On July 16, 2022, in Touchdown Atlantic, Daniels scored the first touchdown in the first CFL regular season game played in Nova Scotia after catching a seven-yard pass from McLeod Bethel-Thompson. He played in 16 regular season games in 2022, starting in 15, where he had 61 catches for 860 yards and four touchdowns. He also played in both post-season games, including the 109th Grey Cup, where he had seven receptions for 58 yards in the victory over the Winnipeg Blue Bombers.

In 2023, Daniels played and started in 17 regular season games where he recorded 52 catches for 1,009 yards and eight touchdowns. This marked the first 1000-yard season in his career. Daniels was then named a CFL Division All-Star for the first time. He also played in the East Final loss to the Montreal Alouettes where he had four catches for 77 yards and one touchdown.

In the 2024 season, Daniels played and started in 16 regular season games where he had 48 receptions for 622 yards and two touchdowns.
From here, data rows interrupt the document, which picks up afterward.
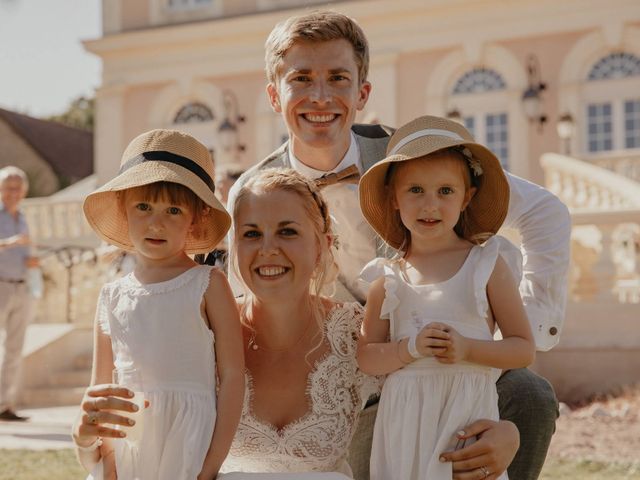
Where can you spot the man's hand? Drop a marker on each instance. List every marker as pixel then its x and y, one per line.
pixel 496 445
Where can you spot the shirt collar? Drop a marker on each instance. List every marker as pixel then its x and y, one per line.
pixel 352 157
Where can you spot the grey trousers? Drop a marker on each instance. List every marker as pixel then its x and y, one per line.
pixel 16 306
pixel 528 400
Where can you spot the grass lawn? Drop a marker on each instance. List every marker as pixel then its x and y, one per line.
pixel 555 469
pixel 62 465
pixel 40 465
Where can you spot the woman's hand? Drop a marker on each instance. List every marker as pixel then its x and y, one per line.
pixel 496 445
pixel 99 407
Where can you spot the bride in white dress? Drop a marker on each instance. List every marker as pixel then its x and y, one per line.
pixel 304 391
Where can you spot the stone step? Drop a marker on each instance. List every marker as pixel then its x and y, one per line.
pixel 71 378
pixel 52 396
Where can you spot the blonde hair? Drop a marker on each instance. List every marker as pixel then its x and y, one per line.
pixel 319 26
pixel 393 221
pixel 288 180
pixel 174 193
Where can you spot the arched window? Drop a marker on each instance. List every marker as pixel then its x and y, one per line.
pixel 615 65
pixel 613 103
pixel 480 95
pixel 479 80
pixel 194 113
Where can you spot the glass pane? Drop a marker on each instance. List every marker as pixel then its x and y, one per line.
pixel 599 127
pixel 632 123
pixel 497 136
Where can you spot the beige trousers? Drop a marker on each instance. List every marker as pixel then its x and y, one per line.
pixel 16 306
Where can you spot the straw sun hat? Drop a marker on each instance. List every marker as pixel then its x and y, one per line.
pixel 423 136
pixel 160 156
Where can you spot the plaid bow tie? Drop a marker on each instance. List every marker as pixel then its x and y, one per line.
pixel 348 175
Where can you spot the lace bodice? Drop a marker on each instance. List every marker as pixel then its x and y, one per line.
pixel 320 439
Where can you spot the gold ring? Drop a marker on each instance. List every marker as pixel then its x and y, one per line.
pixel 92 417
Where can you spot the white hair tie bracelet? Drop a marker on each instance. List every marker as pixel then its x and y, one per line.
pixel 412 348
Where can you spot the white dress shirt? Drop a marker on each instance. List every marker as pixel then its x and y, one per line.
pixel 541 220
pixel 544 225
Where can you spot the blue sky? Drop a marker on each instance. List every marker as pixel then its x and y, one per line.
pixel 43 65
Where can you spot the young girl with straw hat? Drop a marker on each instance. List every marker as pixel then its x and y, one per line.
pixel 161 320
pixel 438 198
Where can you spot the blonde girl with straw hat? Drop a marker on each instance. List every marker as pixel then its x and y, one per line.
pixel 162 321
pixel 438 198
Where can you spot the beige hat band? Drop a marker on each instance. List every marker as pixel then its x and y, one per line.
pixel 163 156
pixel 435 132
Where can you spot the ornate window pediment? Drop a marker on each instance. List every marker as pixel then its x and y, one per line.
pixel 194 113
pixel 615 65
pixel 479 80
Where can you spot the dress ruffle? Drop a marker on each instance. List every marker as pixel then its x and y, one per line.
pixel 496 245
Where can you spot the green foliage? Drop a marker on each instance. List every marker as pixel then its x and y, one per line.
pixel 79 114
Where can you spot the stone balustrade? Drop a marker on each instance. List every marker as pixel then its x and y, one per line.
pixel 599 349
pixel 625 165
pixel 57 223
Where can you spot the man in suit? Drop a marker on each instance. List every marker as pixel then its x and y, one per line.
pixel 317 67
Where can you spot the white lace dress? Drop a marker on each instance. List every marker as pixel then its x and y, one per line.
pixel 158 329
pixel 425 403
pixel 319 441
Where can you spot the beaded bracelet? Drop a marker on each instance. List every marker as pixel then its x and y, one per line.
pixel 91 448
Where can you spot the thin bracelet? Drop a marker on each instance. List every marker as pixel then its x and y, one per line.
pixel 398 353
pixel 91 448
pixel 412 347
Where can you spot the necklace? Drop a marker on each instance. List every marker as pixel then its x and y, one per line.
pixel 253 345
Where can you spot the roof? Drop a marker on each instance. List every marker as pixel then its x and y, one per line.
pixel 68 150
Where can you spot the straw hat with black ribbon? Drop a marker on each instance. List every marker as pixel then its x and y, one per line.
pixel 419 138
pixel 160 156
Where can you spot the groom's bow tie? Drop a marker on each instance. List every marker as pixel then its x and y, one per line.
pixel 348 175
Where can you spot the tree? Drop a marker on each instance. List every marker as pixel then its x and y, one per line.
pixel 79 114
He also played in all three post-season games, including the 111th Grey Cup where he had three receptions for 37 yards in the Argonauts' 41–24 victory over the Winnipeg Blue Bombers.

Daniels played in 10 games in 2025 where he had 30 catches for 408 yards and three touchdowns. He became a free agent upon the expiry of his contract on February 10, 2026.

== Personal life ==
His father, Phillip Daniels, played defensive end for 15 seasons in the NFL for the Seattle Seahawks, Chicago Bears, and Washington Redskins.